Deep Purple e o riff que todo guitarrista aprende primeiro
Se você já pegou numa guitarra na vida, há uma chance enorme de a primeira coisa que tentou tocar terem sido aquelas quatro notas. Pesadas, simples, inconfundíveis. "Smoke on the Water" é o riff que todo iniciante aprende — e por trás dele há uma das melhores histórias do rock, com fogo de verdade no roteiro.
Pioneiros sem o mesmo crédito
Quando se fala dos inventores do hard rock e do metal, três nomes britânicos surgem juntos: Led Zeppelin, Black Sabbath e Deep Purple. Os dois primeiros costumam levar mais fama. O terceiro, injustamente, fica de escanteio.
Mas o Deep Purple foi tão importante quanto. A formação clássica, com Ian Gillan no vocal, Ritchie Blackmore na guitarra, Jon Lord no órgão, Roger Glover no baixo e Ian Paice na bateria, definiu o som de uma era.

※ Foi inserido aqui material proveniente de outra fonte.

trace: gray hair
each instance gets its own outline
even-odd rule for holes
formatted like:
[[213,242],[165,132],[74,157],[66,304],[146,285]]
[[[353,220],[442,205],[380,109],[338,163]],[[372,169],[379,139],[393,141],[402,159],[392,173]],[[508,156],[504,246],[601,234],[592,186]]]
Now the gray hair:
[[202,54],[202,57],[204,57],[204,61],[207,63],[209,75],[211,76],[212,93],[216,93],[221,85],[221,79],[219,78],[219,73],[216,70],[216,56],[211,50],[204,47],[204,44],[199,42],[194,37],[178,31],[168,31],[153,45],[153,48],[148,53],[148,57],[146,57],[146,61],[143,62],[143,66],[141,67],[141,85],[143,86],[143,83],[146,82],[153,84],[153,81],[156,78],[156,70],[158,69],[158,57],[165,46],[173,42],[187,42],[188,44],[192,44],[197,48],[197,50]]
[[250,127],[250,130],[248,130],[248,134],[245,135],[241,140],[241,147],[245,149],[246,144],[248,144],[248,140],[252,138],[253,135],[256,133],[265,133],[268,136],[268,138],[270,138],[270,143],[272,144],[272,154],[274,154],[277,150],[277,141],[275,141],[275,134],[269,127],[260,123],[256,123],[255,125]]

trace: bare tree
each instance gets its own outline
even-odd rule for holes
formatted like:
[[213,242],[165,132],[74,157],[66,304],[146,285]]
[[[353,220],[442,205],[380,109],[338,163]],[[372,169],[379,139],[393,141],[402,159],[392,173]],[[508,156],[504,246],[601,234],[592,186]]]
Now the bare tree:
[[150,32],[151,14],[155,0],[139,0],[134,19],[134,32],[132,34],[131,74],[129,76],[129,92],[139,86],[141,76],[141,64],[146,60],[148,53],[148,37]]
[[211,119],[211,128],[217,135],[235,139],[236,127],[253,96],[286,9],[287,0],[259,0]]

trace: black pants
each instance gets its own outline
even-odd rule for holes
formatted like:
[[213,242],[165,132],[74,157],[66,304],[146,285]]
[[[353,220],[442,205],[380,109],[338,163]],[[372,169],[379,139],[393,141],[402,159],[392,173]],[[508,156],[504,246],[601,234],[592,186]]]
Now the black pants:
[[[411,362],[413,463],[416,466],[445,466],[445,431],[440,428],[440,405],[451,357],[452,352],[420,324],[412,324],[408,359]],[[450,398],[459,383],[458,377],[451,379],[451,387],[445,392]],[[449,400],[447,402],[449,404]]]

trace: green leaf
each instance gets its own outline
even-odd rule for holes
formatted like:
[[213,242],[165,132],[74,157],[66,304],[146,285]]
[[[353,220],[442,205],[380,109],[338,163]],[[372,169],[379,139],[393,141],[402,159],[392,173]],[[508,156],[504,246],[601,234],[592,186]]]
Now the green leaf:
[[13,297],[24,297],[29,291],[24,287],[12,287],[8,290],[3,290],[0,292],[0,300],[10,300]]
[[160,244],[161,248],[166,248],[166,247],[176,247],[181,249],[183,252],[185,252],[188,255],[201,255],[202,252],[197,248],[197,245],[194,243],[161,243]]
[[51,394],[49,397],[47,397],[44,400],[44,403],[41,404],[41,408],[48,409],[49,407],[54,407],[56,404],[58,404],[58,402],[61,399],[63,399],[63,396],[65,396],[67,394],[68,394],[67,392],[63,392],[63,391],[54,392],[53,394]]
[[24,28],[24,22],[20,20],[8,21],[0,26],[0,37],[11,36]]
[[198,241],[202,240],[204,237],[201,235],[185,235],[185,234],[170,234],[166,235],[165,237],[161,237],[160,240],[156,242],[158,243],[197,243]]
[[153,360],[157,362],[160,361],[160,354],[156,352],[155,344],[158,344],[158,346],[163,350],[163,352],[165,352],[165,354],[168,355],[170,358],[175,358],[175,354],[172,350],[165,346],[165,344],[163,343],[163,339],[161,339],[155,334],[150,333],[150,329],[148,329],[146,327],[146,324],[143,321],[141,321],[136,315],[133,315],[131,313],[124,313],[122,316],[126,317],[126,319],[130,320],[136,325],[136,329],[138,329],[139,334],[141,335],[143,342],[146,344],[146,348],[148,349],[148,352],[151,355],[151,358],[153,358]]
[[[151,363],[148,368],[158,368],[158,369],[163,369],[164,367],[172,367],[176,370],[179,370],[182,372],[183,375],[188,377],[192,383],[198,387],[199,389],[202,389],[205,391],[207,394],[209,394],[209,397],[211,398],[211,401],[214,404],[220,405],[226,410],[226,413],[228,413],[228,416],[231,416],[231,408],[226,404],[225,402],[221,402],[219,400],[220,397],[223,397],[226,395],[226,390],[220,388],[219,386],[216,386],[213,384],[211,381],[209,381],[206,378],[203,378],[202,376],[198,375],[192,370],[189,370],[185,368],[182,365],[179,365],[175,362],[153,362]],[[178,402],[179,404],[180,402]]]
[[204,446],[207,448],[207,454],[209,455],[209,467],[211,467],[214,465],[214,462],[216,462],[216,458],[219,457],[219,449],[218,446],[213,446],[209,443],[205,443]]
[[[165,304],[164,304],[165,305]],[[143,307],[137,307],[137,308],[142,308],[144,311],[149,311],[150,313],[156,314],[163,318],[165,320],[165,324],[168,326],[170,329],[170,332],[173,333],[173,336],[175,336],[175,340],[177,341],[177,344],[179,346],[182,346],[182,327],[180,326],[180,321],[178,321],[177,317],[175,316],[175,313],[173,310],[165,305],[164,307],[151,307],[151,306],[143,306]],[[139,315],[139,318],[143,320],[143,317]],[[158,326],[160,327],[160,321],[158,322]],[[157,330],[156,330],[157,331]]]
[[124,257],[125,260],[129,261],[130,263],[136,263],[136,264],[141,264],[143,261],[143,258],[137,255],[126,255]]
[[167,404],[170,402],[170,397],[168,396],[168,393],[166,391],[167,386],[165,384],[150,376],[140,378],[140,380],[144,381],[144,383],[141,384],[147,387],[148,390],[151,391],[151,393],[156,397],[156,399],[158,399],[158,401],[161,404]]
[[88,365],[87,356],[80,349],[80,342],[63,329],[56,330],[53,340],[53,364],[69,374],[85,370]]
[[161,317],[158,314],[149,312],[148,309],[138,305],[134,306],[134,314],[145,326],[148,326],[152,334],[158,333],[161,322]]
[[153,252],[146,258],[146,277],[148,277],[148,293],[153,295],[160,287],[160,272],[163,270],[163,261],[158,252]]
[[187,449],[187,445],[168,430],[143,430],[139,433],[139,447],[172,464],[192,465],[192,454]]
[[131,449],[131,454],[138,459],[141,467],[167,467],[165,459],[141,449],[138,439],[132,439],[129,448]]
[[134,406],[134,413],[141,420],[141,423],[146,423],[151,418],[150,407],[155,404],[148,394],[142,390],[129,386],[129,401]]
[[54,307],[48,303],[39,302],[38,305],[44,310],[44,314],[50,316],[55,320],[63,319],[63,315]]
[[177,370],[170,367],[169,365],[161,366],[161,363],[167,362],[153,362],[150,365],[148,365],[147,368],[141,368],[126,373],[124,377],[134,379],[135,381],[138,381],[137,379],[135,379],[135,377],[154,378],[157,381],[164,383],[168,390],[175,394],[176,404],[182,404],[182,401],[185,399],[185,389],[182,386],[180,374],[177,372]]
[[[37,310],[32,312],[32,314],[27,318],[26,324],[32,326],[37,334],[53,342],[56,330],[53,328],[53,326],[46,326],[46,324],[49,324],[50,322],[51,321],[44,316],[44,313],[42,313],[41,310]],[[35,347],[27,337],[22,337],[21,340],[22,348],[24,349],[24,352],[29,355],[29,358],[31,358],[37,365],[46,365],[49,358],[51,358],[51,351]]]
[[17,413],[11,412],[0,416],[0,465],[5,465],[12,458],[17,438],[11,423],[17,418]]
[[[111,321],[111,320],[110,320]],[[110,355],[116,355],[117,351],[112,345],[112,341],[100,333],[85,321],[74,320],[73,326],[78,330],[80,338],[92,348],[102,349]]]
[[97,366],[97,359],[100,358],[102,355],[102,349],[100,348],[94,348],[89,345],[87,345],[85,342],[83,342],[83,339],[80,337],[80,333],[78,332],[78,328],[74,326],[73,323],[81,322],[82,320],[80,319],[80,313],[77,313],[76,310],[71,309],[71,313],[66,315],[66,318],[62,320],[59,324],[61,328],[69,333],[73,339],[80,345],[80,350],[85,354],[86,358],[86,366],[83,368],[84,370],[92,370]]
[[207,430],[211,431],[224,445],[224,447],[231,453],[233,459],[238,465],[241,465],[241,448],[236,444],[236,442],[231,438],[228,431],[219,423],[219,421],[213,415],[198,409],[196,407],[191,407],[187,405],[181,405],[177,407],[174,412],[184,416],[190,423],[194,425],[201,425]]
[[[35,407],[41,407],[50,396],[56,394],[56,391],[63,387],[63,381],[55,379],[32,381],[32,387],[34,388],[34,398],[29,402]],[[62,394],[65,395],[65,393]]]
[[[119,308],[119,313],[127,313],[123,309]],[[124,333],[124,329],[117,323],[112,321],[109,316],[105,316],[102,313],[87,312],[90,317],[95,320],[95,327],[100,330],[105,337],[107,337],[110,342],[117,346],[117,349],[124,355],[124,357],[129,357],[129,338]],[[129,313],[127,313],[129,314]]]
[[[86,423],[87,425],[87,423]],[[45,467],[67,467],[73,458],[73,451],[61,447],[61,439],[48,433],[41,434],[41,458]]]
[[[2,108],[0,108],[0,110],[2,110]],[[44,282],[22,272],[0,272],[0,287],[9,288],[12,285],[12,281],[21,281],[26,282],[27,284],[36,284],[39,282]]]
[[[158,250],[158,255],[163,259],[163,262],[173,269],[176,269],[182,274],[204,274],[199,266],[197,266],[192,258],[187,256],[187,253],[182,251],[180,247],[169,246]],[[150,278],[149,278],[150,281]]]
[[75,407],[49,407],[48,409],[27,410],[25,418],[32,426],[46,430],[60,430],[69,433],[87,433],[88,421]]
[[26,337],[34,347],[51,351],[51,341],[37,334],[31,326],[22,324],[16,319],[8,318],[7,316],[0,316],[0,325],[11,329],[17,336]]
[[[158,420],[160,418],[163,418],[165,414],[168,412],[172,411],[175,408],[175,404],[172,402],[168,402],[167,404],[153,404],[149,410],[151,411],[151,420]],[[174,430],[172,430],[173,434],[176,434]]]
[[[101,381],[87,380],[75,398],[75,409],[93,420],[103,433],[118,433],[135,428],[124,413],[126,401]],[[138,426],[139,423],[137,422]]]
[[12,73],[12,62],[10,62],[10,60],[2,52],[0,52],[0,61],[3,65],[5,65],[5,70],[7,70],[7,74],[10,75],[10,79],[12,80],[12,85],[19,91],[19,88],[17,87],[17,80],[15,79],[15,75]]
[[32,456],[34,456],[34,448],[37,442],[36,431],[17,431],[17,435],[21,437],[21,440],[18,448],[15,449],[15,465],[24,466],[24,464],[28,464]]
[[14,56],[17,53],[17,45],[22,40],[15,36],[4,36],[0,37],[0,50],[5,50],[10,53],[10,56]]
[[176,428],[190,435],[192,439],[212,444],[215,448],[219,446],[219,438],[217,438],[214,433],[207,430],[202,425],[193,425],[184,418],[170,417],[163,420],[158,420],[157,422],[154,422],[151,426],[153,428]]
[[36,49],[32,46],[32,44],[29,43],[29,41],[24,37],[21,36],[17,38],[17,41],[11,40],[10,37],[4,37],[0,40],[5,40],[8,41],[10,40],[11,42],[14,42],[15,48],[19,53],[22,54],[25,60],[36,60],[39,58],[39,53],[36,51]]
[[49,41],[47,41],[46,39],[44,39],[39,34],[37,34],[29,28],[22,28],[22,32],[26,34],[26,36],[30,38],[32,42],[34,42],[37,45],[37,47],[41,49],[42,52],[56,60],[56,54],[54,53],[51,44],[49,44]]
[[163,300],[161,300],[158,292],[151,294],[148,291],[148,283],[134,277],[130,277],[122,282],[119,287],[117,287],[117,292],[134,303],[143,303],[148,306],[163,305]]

Montreux, 1971: o cassino em chamas
A banda foi para Montreux, na Suíça, gravar um disco usando um estúdio móvel dos Rolling Stones. O plano era trabalhar dentro do complexo do cassino à beira do Lago Genebra.
Na véspera, durante um show de Frank Zappa no mesmo local, alguém da plateia disparou um sinalizador em direção ao teto.
O prédio inteiro pegou fogo.
Da janela do hotel, os músicos do Deep Purple viram a fumaça do incêndio se espalhar sobre a água do lago. A imagem virou letra: "smoke on the water, a fire in the sky" — fumaça sobre a água, fogo no céu.
O disco que saiu do caos
Sem o cassino, a banda improvisou. Gravou o álbum Machine Head em um hotel vazio e nos corredores de um teatro local, driblando reclamações de vizinhos e a polícia.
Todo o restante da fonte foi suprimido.